European Rabbis worried over Mideast Christians

WJC President:"The world is silent and they are silent because there is no one beating the drums and yet they are talking about Gaza day in and day out."

Iraqi christians from Mosul, who fled from violence in their country, rest at the Latin Patriarchate Church in Amman. (photo credit: REUTERS)
Iraqi christians from Mosul, who fled from violence in their country, rest at the Latin Patriarchate Church in Amman.
(photo credit: REUTERS)
TBILISI, Georgia – European Jewry is worried about the security of the Middle East’s Christian minority, the leader of a rabbinical group said.
According to Moscow-based Rabbi Pinchas Goldschmidt, the president of the Conference of European Rabbis, which just concluded a meeting of its standing committee here, “the romantic support given by widening circles in Europe to continuous terror attacks against Jews by Islamic terrorists directly impacts the resolve of the West to effectively save the millions of Christians living in the Middle East, whose live are endangered by a ever growing radicalized Islamic threat.”
Goldschmidt’s statement on Thursday comes just over a week after the World Jewish Congress held a joint Jewish-Christian gathering in Jerusalem to express support for the beleaguered Christian communities of the region.

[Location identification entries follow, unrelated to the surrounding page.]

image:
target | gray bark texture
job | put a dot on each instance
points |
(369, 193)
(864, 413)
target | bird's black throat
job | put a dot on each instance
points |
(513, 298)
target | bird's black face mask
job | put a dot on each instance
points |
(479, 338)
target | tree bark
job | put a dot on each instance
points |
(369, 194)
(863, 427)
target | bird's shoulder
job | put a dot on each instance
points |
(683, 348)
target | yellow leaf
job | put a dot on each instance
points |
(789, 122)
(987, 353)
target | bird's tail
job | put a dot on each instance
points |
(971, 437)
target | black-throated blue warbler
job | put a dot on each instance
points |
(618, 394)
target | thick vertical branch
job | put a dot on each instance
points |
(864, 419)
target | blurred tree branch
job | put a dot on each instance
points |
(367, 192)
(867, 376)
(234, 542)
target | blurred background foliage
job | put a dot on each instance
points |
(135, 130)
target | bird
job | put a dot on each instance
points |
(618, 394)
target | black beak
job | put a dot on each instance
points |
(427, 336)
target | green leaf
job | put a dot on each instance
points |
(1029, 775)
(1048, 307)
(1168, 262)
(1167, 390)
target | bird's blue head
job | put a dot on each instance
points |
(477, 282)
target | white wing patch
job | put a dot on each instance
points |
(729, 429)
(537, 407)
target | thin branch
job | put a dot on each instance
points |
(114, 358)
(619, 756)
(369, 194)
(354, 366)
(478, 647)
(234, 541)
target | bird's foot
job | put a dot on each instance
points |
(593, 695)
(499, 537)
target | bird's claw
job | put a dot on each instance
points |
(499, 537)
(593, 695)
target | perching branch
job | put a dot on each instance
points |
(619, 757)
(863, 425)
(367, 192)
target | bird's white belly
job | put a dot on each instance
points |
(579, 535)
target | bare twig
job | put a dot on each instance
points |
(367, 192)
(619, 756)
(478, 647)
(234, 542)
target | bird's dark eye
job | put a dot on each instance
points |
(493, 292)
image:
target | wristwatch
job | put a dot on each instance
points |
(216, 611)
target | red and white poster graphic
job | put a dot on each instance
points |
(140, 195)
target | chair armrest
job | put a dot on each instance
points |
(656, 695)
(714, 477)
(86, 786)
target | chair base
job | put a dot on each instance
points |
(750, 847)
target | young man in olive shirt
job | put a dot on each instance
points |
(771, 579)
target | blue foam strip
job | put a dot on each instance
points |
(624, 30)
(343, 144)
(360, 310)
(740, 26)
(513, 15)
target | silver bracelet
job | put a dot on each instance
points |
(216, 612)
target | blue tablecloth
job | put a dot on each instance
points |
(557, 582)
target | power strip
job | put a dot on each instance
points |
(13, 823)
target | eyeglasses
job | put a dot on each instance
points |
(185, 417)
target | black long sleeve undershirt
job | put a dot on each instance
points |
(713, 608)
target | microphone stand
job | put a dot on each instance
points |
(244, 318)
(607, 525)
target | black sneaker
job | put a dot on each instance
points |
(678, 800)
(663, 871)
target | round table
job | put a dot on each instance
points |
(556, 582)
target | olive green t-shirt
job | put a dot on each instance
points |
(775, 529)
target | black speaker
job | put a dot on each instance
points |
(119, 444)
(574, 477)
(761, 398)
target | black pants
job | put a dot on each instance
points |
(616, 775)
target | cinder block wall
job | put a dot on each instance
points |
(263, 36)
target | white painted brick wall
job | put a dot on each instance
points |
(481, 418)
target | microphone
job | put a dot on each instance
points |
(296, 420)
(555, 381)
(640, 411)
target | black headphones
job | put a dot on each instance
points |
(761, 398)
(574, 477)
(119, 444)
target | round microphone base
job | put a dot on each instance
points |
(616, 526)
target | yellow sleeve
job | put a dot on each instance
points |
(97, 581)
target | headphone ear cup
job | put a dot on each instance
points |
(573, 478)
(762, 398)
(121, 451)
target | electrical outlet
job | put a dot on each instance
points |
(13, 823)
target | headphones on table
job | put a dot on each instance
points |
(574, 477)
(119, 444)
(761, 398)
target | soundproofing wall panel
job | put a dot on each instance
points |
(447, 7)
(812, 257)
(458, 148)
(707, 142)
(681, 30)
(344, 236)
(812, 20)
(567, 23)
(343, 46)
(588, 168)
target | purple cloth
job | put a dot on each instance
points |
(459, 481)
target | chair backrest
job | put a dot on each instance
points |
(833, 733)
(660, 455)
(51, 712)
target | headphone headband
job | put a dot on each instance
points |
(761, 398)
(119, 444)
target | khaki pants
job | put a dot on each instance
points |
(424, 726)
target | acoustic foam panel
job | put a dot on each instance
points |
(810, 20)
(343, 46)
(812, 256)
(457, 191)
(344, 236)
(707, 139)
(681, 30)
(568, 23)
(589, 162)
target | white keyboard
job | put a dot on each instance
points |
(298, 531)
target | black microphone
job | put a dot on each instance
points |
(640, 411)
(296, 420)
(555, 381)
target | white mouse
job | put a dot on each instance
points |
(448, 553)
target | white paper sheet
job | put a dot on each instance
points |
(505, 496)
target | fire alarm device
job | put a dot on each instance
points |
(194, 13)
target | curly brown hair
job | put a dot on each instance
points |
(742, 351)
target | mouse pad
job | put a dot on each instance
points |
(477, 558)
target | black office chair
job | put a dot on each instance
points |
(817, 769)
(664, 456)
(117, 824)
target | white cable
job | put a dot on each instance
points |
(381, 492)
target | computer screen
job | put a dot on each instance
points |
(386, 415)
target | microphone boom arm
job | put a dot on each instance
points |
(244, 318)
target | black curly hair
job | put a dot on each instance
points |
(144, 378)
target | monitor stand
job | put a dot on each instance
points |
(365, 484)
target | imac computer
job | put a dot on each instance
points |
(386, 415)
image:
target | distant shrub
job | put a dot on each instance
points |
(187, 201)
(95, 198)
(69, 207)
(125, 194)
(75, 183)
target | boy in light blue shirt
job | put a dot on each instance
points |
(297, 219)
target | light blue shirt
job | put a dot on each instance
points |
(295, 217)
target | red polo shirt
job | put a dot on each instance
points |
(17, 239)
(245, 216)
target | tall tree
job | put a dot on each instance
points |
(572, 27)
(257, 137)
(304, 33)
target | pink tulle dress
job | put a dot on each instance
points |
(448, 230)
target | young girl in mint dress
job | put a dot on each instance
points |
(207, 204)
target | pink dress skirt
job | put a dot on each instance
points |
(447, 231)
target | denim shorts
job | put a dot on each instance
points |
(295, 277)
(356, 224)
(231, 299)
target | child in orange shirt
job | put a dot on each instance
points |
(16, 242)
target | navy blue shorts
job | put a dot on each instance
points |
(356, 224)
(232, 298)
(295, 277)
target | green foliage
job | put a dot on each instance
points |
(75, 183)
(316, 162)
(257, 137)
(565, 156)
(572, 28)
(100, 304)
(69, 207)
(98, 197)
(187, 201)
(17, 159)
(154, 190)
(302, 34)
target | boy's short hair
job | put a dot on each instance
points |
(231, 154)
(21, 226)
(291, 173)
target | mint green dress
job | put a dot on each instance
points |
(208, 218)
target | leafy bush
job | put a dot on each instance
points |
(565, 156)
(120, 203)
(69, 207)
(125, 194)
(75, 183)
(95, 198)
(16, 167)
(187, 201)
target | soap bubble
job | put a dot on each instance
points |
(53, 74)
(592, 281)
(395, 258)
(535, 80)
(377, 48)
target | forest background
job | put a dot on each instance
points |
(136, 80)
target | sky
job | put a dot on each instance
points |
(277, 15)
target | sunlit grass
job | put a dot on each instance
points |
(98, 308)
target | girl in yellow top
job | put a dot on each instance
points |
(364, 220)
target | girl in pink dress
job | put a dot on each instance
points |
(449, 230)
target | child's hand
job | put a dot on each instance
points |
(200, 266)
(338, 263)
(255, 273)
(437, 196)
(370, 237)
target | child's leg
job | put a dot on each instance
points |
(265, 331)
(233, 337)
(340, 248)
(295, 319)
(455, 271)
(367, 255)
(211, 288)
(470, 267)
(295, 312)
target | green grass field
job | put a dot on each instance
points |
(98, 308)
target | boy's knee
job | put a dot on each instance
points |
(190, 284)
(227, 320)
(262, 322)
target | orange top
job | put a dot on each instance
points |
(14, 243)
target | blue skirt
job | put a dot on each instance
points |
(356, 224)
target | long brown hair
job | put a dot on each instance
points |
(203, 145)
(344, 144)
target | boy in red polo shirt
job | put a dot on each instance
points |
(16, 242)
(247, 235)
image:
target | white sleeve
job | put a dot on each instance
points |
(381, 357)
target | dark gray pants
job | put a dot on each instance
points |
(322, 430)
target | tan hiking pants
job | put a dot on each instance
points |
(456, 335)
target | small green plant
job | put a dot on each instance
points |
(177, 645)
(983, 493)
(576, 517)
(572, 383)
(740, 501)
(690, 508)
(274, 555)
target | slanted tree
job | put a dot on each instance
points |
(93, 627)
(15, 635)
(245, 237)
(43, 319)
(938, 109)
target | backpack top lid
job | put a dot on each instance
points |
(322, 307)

Christians in the Middle East, besides those in Israel, are an “endangered species,” Goldschmidt said in an interview with The Jerusalem Post on Thursday, in which he also asserted that “much more should be done to help them [and] to save them” by the Western world.
According to Goldschmidt, part of the problem facing the Middle East’s Christian minority can be traced directly back to the West’s failure to crack down on its citizens fighting with radical Islamic groups in the region.
Goldschmidt said the leadership of the CER, which claims members in some 30 countries, is planning on meeting with the leaders of the European Union about the issue of communal security for Christians as well as Jews, especially regarding the threat posed by Europeans returning home after fighting in Middle East conflicts.
“There have to be measures taken to prevent people from going there, and if people go there they shouldn’t go back,” the rabbi averred.